We where trying to connect from BPEL to a HTTPS service but we ran into SSL problems. After checking all the keystores and it’s locations, it still didn’t seem to pick our keystore up.
The error we found in the log looked like this:
Caused by: javax.net.ssl.SSLHandshakeException: sun.security.validator.ValidatorException: PKIX path building failed: sun.security.provider.certpath.SunCertPathBuilderException: unable to find valid certification path to requested target
After some digging we found out that this is a nice feature. When you don’t remove the DemoTrust.jks from the setDomainEnv.sh, it will not load your defined keystore.
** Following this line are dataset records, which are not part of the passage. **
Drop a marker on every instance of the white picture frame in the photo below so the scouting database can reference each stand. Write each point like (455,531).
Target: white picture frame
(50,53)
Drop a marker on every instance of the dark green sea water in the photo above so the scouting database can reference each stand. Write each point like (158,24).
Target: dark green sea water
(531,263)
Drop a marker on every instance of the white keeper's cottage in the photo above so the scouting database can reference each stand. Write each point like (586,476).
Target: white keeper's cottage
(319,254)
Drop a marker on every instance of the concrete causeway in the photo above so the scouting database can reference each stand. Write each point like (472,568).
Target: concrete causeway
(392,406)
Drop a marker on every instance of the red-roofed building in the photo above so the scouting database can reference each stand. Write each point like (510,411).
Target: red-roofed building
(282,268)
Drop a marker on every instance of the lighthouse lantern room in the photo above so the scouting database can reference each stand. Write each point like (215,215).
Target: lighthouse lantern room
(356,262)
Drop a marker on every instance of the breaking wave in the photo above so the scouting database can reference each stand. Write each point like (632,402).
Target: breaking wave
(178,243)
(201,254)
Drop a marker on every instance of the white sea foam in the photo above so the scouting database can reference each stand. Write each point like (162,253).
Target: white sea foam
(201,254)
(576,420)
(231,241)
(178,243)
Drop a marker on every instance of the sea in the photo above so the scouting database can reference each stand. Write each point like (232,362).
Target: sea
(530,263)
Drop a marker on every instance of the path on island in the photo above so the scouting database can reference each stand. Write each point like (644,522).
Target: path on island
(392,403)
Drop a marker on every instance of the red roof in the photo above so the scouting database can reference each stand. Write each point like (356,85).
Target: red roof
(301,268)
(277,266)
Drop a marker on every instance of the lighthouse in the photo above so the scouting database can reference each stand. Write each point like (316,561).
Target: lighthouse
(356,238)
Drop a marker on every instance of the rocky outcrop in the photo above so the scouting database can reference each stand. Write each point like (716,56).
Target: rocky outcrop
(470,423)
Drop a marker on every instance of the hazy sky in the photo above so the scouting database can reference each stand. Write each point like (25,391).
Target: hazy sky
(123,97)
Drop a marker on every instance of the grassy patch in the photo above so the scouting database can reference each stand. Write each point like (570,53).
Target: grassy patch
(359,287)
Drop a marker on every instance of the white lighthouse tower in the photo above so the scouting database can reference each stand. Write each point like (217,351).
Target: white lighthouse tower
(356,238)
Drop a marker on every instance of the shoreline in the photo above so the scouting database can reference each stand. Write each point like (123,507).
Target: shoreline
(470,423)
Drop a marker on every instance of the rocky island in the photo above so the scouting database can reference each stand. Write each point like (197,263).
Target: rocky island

Remove the DemoTrust.jks entry and it works like a charm. For the release notes see:
Please follow section “21.2.1 Removing References to the Demo Certificates When Using Your Own SSL Certificates” in the following document:
Oracle Fusion Middleware Release Notes
11g Release 1 (11.1.1) for Linux x86-64
Part Number E14770-11
Un-be-f–king-lievable. Thank you Hugo for digging this up, you saved me, I would have never found this on my own.
Oracle, you are a bunch of turds.
For SOA to work, it all just has to WORK, and this is just one more example of the hot, sloppy mess that is SOA Suite, OSB, and the rest. FYI to anyone that reads this: SOA Suite ain’t hardly worth the trouble.